When I think about the future, I often imagine a world where the traditional roles of nations have trickled away to be replaced by allegiances formed by interests, not geography. There are strong trends that point in this direction. Even now, many companies have become global conglomerates, their scope well beyond the limits of any borders. Look at the EU. Countries which for much of the last millenia were constantly at war with each other, have now opened their borders to each other and share in a common currency.

Even as individuals, we often find ourselves traveling between countries almost at will. More importantly, we communicate with individuals in other countries at will. You can Skype with a stranger in Russia just as easily (or more so for some) as you can approach someone at the corner coffee shop. The associations with which we identify ourselves can align by interest rather than geography. How many facebook groups can you join? Also, this is just the beginning of a trend. Who knows what will happen?

For instance, you usually rely on your local government for services (like police, fire, etc.). But some things are privatized like car insurance and health insurance. Now many of those companies are international companies. So you could be under the same insurance umbrella as someone in Germany. In fact, it is very likely that in some ways, you are already under the same financial umbrella (those banks are BIG).

And then there's the counterpoint: geopolitics.

I recently picked up a book called The Next 100 Years by George Friedman. Now any book that is a prediction of the next 100 years doesn't sound like it should be in the NON-fiction section, but in the 10% of the book I glanced through, I did get a good sense for how he thought, and the method he was using to make predictions. Primarily he thinks of the world as nations that make limited decisions based on protecting their national interests in the context of the global environment. It's quite different than my own approach, and thus, quite fascinating to me.

From his standpoint, the next century will be "much like the last one" except in every detail. There will be wars (US vs Japan, Turkey, and then Mexico this time) due to the inherent conflict of interests between the powers of the world. Meanwhile, I tend to believe that the next century or two will begin to alter the paradigm of history and hope that our pattern of global warfare will change.

Whether you believe his predictions or not, I think the book is worth a quick read through.
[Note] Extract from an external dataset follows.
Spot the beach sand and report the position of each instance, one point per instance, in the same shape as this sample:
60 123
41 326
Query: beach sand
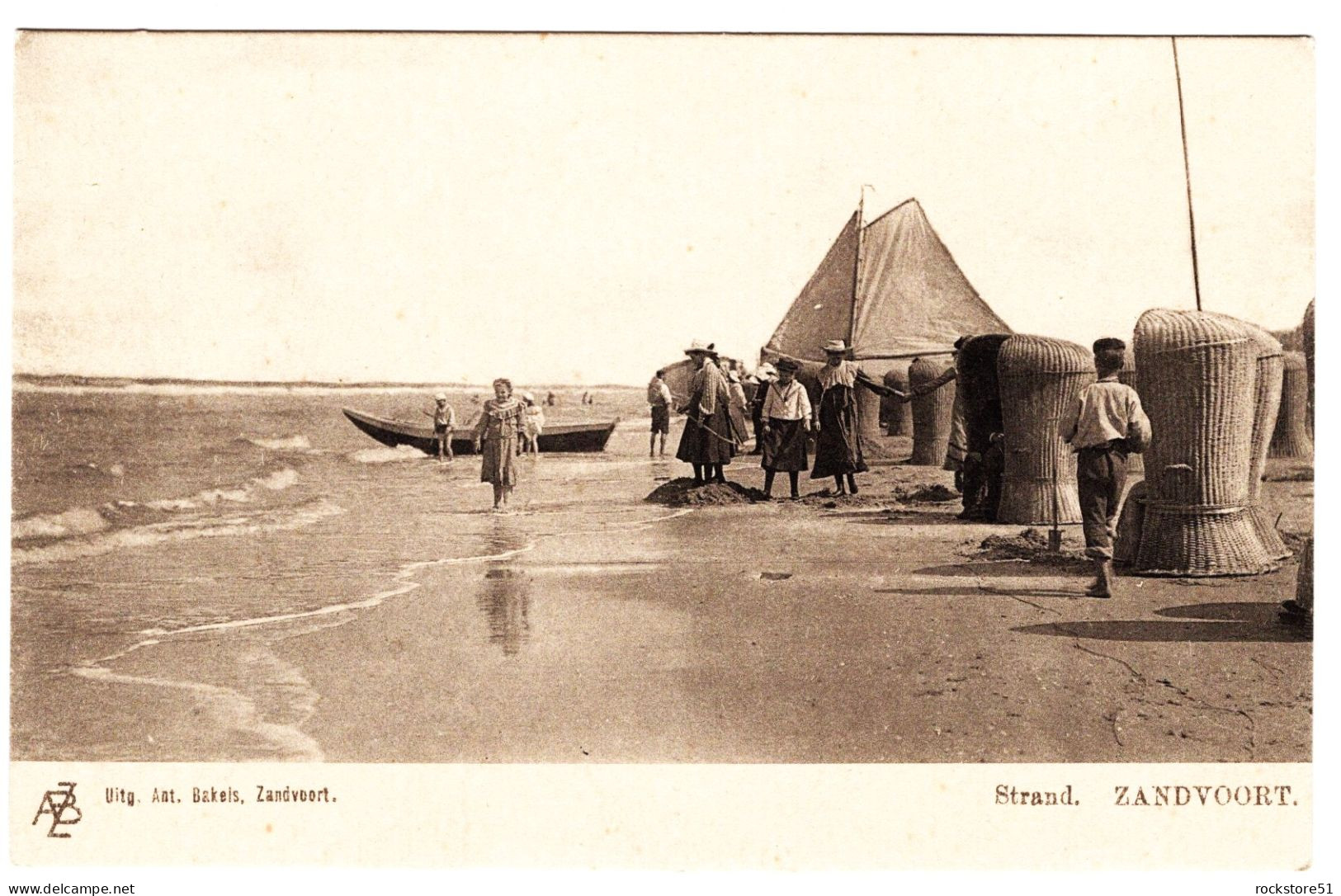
819 630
His central thesis that the U.S. is and will continue to be the dominant superpower throughout the next century is certainly an interesting (and very probable) stance. In this viewpoint, things like military power, geography, and control of both the Pacific and Atlantic trade routes figure more importantly than any possibly political action. In particular, he gives a great analogy of how the US is like an adolescent, just starting to grow into its power, and clumsy and insecure as it does so. If the US is truly only beginning to reach its dominance, that gives us, the citizens of the most powerful nation in the world, the opportunity to have a dramatic impact on the rest of the world, hopefully for better rather than for worse.